Staatsmedizin und „One-Man-Show“ – Kritik an Lauterbachs Krankenhaus-Reform

Erneut erfuhren die Bundesländer erst durch die Medien von den Plänen Karl Lauterbachs zur Klinikreform. Die bayerische Gesundheitsministerin wirft ihm eine „absolut umprofessionelle" Haltung vor.
Bundesgesundheitsminister Karl Lauterbach will mit der Reform die Kliniklandschaft verändern.
Bundesgesundheitsminister Karl Lauterbach hofft auf mehr Organspender mit der neuen .Foto: Felix Müschen/dpa
Epoch Times17. März 2024

Der Entwurf zur geplanten Klinikreform von Bundesgesundheitsminister Karl Lauterbach (SPD) ist bei der Opposition und der Deutschen Krankenhausgesellschaft auf scharfe Kritik gestoßen. Aus der Ampel-Regierung kommt Zustimmung für den Gesetzesentwurf.

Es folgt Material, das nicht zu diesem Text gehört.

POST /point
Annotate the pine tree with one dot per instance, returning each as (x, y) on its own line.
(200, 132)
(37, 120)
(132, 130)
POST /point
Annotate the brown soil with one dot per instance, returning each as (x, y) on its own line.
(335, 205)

Gegenüber „Bild am Sonntag“ sagte die bayerische Gesundheitsministerin Judith Gerlach (CSU): „Ich bin entsetzt über Lauterbachs Pläne, die nun über die Medien bekannt geworden sind. Der Bundesminister hat ein weiteres Mal die Länder nicht vorab einbezogen. Wir erfahren zuerst aus den Medien über seine Pläne für die Krankenhausreform. Das geht so nicht.“

Staatsmedizin und „One-Man-Show“

Gerlach wirft Lauterbach eine „One-Man-Show“ vor. Das sei „absolut unprofessionell und stößt die Bundesländer und Krankenhauslandschaft erneut vor den Kopf“. Monatelang habe der Minister die Reform blockiert. „Nun will er seine Sicht auf die Reform mit aller Macht durchdrücken. Ich rufe den Bundesminister auf, nun endlich auch die Länder und die anderen Akteure der Krankenhausversorgung angemessen einzubinden.“

Ähnlich kritisch äußerte sich der bayerische CSU-Fraktionsvorsitzende Klaus Holetschek: „Die Reform von Lauterbach löst in keinster Weise das aktuelle Problem, sondern sieht weiter zu, wie die Krankenhäuser sterben und sich die Versorgung der Patientinnen und Patienten gerade auf dem Land dramatisch verschlechtert.“

Die Reform sei der Weg in die Staatsmedizin und hebele die zentrale Steuerung und die Krankenhausplanung der Länder völlig aus. Die Reform sei „verfassungswidrig und gefährdet den sozialen Frieden im Land nachhaltig“.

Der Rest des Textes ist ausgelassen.